Lohring at Notch Brewing won’t get a tax break, but he has released a 2.8 percent Tafelbier—and at Craft Beer Cellar, it’s selling about as well as any big beer ever has. Schalow, the store’s co-owner, says she is now certain that the session beer craze is not just a trend or a fad, but a legitimate movement, maturing as consumers develop a genuine taste for more subtle beer styles.

“It’s a thing now,” she says. “It’s not just a trend. It’s a fact. People want these beers. People now come into my shop, and they know what they’re looking for. They go straight to the shelf, grab a four-pack of Notch Tafelbier, and say, ‘Great, it’s finally here.’”

And the excitement over beers containing 10, 11, and 12 percent alcohol?

“It’s tapered off,” Schalow says.

It’s All About Conversation

One of the first unofficial rules about session beers is that we aren’t to be talking about session beers—at least not while drinking them. Yet a conversation is happening. A Facebook event held on April 7 billed itself “Session Beer Day” and invited hundreds of beer fans to open their favorite session beers and post public messages extolling the pleasures of less alcohol and great flavor. And a July 15, 2012, Google search of “session beer” turned up 67.2 million results in 0.18 seconds, while the search engine found just 30.7 million results in 0.33 seconds for “extreme beer.”

But nobody seems certain that session beers really are increasing in number or volume. Several writers—including a regular contributor to All About Beer Magazine, Ken Weaver, have analyzed RateBeer.com’s ratings data and calculated that session beer production may actually be decreasing and that the average ABV of American beers is holding steady at 6-7 percent ABV.

“We don’t see a decline in alcohol levels,” Tucker confirms. “ABV seems to be rising—maybe peaking, but it’s not going down.”

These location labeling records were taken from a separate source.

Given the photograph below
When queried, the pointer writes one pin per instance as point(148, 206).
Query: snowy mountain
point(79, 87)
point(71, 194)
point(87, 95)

Some brewers have even calculated the costs and the benefits of releasing a session beer and chosen not to. Alan Sprints, founder of Hair of the Dog in Oregon, is a fan and brewer of mostly strong beers. Though he makes a few “small” beers in the 3 percent range using the leftover dregs of his well-known bigger beers—like Doggie Claws, Fred and Adam—Sprints only serves them on draft. On the retail shelf, he thinks they would just lose him money. Factoring in packaging and distribution, a low-alcohol beer can wind up nearly the same price as a strong beer, he says. “And the fact is, a lot of consumers calculate alcohol into their choices, and if you have a 10 percent beer for the same price as a 5 percent beer, a lot of people will go for the 10,” Sprints explains.

At Marin Brewing Co., Arne Johnson also believes that many customers weigh their options as they calculate “bang for buck,” more often than not leaning toward the stronger side of the beer list. Johnson has made session beers at his brewpub in Larkspur, just north of San Francisco, but they have sold only moderately well. He says he “would love to make more session beer,” but he doesn’t foresee ever bottling one. Johnson says that Marin Brewing’s clientele seems content to session on beers in the 5-6 percent range. At Lagunitas Brewing Co., in Petaluma, CA, strong beers are the backbone of the company. Founder Tony Magee is frank about the reality of what his customers want, and what he intends to sell them: “For what craft brewers need to charge for what we do, the equation wouldn’t work out, meaning, would you pay nine bucks a six-pack for a light beer?”

Of course, some of us would. At Deep Ellum, in fact, many pints and bottles of super-sessionable light beer go $9 or more—and Toste says the price isn’t stopping anyone.

“I’m not just selling session beer,” he says. “I’m selling the shit out of it.”